George russell mostrou estar confiante com o rumo do novo regulamento para a Fórmula 1 em 2026. Inclusive, o piloto fez questão de descartar preocupações com relação à chance de grandes diferenças nas velocidades de aproximação entre os carros.

Para a nova era que a categoria mergulha neste campeonato, a potência agora é gerada em 50/50 no motor com a combustão interna e a potência elétrica. Portanto, as baterias podem gerar até 350kW de potência.

Entretanto, quando o suprimento se esgota, o carro passa a operar apenas com a combustão interna [ICE], o que pode provocar uma queda significativa na velocidade. Com isso, o adversário que está seguindo pode ser pego de surpresa durante o ritmo de corrida.

Mas apesar disso, Russel não acredita que isso será um problema nem em condições secas ou molhadas, como explicou.

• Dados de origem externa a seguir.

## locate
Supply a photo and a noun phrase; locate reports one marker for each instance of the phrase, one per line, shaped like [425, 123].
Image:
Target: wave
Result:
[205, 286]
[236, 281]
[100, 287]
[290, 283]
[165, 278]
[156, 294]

George Russell (Mercedes) - Testes Barcelona F1 2026
Foto: Divulgação / Mercedes

“Vão existir alguns exemplos de grandes diferenças de velocidade de aproximação, mas não acho que isso será um problema em condições de pista seca. Não será um problema em corridas com baixa visibilidade; porém, se há baixa visibilidade, isso obviamente significa que a pista está molhada”, falou.

“E, quando você está pilotando no molhado, como contorna as curvas muito mais devagar e as distâncias de frenagem são maiores, você acaba recuperando muito mais energia e gastando bem menos. Então, ao longo de uma volta, você terá muito mais energia disponível para usar, e haverá menos reduções de potência — se é que isso faz sentido”, seguiu.

“Portanto, em condições de chuva, deve haver energia de sobra para ser utilizada ao longo da volta, e você não deveria ter essas grandes diferenças de velocidade de aproximação”, encerrou.